Rui Ramos
O PCP e o BE não são partidos
como os outros. Por vezes, diz-se que são partidos de “protesto”. Não: são
partidos revolucionários.
Depois do debate entre António
Costa e Catarina Martins, alguma gente de boa-fé convenceu-se de que sim, o
Bloco de Esquerda estaria disponível para conversar com o PS. Não ouviram
Catarina Martins. O BE só atenderá o telefone ao PS caso o PS, muito
solenemente, renegar desde já pelo menos uma parte do seu programa eleitoral.
Ou seja, António Costa precisaria de submeter-se à direcção do BE mesmo antes
de discar o número de Catarina Martins.
O PCP e o BE não são partidos
como os outros. Por vezes, diz-se que são partidos de “protesto”. Não: são partidos
revolucionários. Têm, por razões históricas, um lugar na democracia e são
partidos legais, mas a constituição só lhes interessa na medida em que poderem
dizer que os outros a atacam. No fundo, esta constituição ou o Estado social
não representam os seus fins últimos. Aquilo que sempre os animou foi a ruptura
violenta com a democracia pluralista (“a ditadura da burguesia”) e a economia
de mercado (o “capitalismo”). Até 1976, foram claros nesses objectivos. Quando
deixou de haver “condições objectivas” para a revolução, trataram muito
oportunisticamente de manter viva a chama, à espera de melhores tempos.

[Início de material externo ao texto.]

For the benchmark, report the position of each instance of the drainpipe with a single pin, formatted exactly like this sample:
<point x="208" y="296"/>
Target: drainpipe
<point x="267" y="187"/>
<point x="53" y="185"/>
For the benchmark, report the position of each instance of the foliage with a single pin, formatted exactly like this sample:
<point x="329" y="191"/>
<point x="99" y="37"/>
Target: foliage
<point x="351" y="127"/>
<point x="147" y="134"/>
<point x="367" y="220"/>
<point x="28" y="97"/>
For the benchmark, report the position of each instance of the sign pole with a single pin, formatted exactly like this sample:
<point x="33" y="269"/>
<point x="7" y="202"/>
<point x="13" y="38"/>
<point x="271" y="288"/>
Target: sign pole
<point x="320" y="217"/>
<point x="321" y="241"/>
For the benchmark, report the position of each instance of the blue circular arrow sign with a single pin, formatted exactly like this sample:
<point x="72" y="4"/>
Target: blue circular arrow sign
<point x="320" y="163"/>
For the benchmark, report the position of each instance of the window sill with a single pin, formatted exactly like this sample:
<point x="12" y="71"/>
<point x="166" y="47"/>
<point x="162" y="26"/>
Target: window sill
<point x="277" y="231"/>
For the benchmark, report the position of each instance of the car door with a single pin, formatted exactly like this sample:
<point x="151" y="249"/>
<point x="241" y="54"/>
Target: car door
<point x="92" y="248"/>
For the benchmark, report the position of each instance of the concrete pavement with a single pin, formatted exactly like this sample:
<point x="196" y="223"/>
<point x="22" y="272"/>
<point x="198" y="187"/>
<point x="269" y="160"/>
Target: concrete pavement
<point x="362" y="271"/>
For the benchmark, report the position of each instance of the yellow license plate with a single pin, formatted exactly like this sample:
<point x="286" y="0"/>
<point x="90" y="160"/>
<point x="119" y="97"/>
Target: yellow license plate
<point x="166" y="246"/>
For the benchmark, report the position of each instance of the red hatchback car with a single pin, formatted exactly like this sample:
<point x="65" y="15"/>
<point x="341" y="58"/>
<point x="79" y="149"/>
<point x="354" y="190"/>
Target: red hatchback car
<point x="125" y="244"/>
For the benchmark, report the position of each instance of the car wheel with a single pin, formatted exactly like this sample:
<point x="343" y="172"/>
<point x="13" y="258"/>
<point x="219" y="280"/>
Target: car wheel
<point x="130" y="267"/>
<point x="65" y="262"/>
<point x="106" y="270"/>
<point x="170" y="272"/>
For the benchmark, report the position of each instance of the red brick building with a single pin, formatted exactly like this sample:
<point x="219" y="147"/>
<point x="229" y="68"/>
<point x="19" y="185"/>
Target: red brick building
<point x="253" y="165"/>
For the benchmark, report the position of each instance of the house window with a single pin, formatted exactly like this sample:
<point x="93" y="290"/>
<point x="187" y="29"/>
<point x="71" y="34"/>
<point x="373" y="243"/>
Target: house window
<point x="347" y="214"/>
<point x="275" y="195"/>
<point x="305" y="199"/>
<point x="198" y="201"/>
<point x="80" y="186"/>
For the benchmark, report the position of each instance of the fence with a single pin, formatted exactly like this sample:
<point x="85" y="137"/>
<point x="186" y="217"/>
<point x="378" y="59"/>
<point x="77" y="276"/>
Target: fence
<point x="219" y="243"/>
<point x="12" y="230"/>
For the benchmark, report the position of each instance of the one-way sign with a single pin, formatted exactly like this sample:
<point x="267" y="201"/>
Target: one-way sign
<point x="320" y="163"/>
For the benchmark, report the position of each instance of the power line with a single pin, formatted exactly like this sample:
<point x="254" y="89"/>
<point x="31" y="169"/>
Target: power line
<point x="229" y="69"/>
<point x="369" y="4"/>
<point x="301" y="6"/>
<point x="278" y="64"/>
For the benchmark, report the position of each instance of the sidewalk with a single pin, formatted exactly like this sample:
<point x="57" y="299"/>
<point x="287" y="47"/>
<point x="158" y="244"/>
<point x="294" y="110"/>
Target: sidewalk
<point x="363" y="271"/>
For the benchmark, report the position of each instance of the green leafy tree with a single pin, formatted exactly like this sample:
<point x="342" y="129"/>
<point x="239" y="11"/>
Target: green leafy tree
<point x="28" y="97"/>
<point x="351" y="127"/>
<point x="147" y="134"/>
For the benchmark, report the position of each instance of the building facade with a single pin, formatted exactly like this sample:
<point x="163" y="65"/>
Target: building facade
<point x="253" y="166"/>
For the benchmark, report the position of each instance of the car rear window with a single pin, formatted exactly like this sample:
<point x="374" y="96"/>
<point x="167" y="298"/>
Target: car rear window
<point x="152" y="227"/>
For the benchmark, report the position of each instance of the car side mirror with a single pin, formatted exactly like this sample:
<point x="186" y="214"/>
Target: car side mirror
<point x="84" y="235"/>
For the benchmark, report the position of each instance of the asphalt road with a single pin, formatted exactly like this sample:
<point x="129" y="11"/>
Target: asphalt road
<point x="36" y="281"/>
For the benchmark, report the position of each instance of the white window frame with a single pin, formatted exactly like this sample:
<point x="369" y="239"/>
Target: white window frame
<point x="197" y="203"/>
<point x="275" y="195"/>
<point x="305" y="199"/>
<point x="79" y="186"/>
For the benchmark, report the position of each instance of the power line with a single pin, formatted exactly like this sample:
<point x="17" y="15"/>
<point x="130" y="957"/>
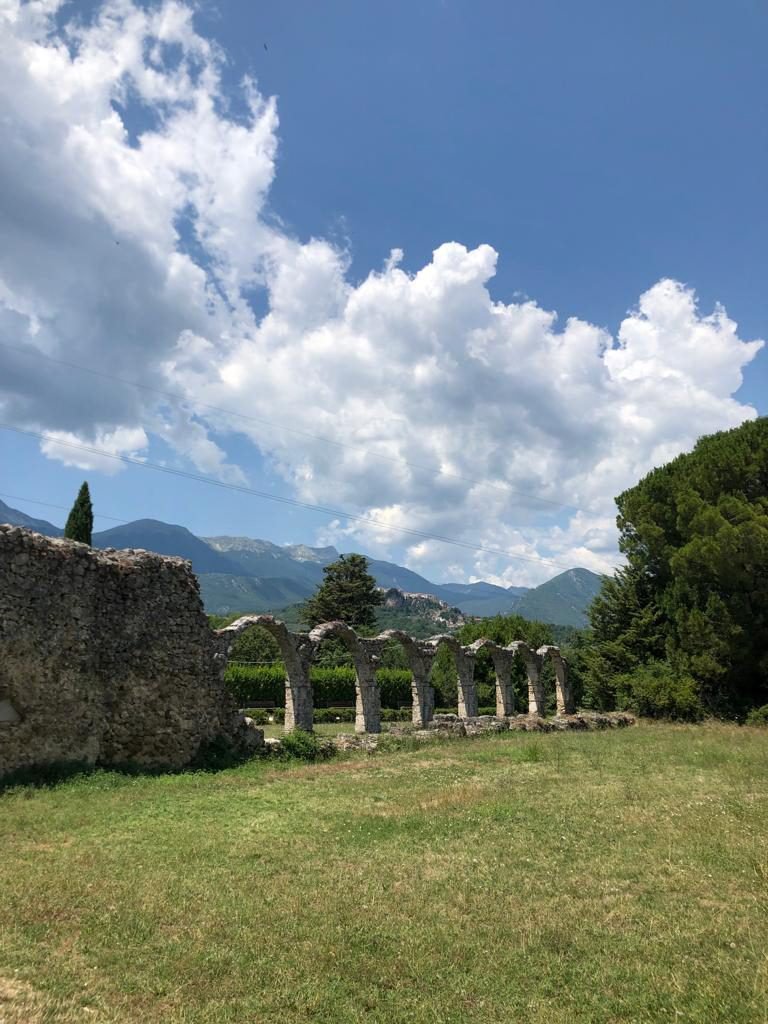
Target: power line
<point x="325" y="510"/>
<point x="396" y="460"/>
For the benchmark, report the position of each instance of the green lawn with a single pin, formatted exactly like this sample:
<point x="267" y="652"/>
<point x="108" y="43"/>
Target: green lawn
<point x="322" y="729"/>
<point x="617" y="877"/>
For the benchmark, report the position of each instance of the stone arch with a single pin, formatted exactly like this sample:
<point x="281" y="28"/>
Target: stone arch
<point x="297" y="651"/>
<point x="464" y="659"/>
<point x="502" y="657"/>
<point x="563" y="690"/>
<point x="419" y="658"/>
<point x="365" y="655"/>
<point x="532" y="662"/>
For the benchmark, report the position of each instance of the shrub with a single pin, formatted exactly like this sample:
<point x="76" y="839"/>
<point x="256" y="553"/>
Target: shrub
<point x="655" y="690"/>
<point x="395" y="714"/>
<point x="758" y="716"/>
<point x="262" y="683"/>
<point x="324" y="715"/>
<point x="305" y="745"/>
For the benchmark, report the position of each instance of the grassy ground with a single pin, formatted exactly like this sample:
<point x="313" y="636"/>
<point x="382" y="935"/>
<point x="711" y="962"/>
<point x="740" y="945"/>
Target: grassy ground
<point x="322" y="729"/>
<point x="606" y="878"/>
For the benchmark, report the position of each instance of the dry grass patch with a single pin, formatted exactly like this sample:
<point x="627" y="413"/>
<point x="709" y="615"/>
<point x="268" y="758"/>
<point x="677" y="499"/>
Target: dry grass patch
<point x="599" y="878"/>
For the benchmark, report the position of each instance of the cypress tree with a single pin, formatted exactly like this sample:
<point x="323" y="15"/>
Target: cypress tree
<point x="80" y="520"/>
<point x="348" y="592"/>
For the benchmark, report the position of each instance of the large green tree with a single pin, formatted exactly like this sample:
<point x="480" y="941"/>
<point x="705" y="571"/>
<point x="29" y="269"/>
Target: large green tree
<point x="694" y="592"/>
<point x="79" y="524"/>
<point x="348" y="592"/>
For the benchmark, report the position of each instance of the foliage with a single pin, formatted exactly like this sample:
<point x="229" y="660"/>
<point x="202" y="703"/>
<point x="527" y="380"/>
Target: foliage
<point x="348" y="592"/>
<point x="653" y="690"/>
<point x="267" y="683"/>
<point x="758" y="716"/>
<point x="79" y="525"/>
<point x="305" y="747"/>
<point x="694" y="592"/>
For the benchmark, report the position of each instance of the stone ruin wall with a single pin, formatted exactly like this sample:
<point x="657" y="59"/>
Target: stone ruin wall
<point x="107" y="657"/>
<point x="299" y="650"/>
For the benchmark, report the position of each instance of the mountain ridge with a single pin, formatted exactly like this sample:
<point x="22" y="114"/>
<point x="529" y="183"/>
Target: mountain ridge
<point x="249" y="574"/>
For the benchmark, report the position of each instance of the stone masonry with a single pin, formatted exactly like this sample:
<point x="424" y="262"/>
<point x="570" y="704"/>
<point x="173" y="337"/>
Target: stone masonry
<point x="299" y="649"/>
<point x="107" y="657"/>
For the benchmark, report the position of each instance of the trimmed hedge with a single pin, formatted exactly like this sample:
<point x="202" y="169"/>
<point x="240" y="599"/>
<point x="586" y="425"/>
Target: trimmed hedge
<point x="266" y="683"/>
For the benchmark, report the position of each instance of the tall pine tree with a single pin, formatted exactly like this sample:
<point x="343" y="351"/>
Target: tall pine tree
<point x="80" y="520"/>
<point x="348" y="593"/>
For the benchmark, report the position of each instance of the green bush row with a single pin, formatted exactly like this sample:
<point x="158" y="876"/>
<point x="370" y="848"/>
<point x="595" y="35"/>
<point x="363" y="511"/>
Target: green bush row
<point x="276" y="716"/>
<point x="262" y="683"/>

Têm
explorado, com disciplina, as posições institucionais conquistadas no PREC
(como os sindicatos) e a socialização esquerdista de certas gerações e
profissões no sector público. Vigiam, com uma fúria sectária, essas quintas de
opinião e de organização. De certo modo, é por causa deles que não há Podemos
nem Syriza em Portugal: com medo de perder o controlo, nunca deram espaço ao
tipo de movimentos alargados de contestação (como os Indignados) que sopraram o
balão da esquerda radical da Espanha.
Para os perceber, basta
ouvi-los. Por exemplo: o PCP e o BE falam muito de “esquerda” e de um “governo
da esquerda”. Mas quem seguiu a extraordinária rábula de Dupond e Dupont que
Catarina Martins protagonizou com Jerónimo de Sousa na RTP, terá certamente
reparado que o principal alvo das suas fúrias não é a direita, mas o maior
partido da esquerda em Portugal, o PS. Para Catarina Martins, o PS tem um
“alinhamento completo com o PSD e o CDS no que é essencial”; para Jerónimo de
Sousa, o PS seguiu sempre “uma política de direita”, diferente do PSD e do CDS
apenas em “ritmo” ou “grau”. Esta raiva ao PS tem uma grande razão de ser: um
dos maiores obstáculos à revolução está em que a maior parte da opinião
“progressista”, de “esquerda” se reconhece, através do PS, no pluralismo
democrático e na livre iniciativa dos cidadãos. A destruição do PS ou a sua
redução a um novo MDP-CDE é assim uma condição básica para a promoção
revolucionária. É por isso que, como António Costa notou no debate com Catarina
Martins, eles têm tanto interesse como a direita em propalar que, “no actual
sistema”, “não há alternativa”. O que lhes interesse é sair do sistema, não é
arranjar alternativa.
As “políticas” não são para
eles muito importantes, ao contrário do que acontece para os partidos de
governo da democracia. Fundamentalmente, apoiam tudo o que lhes pareça ter
potencial para abalar o sistema: desde uma segurança social sem financiamento até
à imigração sem limites. Não o fazem, porém, sem os devidos cálculos. Por
vezes, diz-se que o PCP quer a saída do euro, ou que o BE quer o repúdio da
dívida. Mas quem tem acompanhado a peregrinação de Catarina Martins e Jerónimo
de Sousa pelas televisões já terá descoberto que não é bem assim: o PCP,
afinal, propõe apenas “o estudo e a preparação” da “hipótese” de saída do euro;
o BE pretende simplesmente discutir e negociar com os credores, para determinar
que parte da dívida é “legítima”. Não há mistério nem moderação aqui: o PCP e o
BE não podem esconder que a bancarrota e a inflação teriam custos muito maiores
do que a austeridade, como aliás António Costa disse a Catarina Martins. E
poupam-se, muito sensatamente, ao trabalho de defender, em véspera de eleições,
o que lhes serve apenas para se distinguirem circunstancialmente dos outros
partidos. Não há aqui “idealismos” nem romantismos. A revolução perdoou sempre
o cinismo dos revolucionários.
Nenhum comentário:
Postar um comentário
Não publicamos comentários de anônimos/desconhecidos.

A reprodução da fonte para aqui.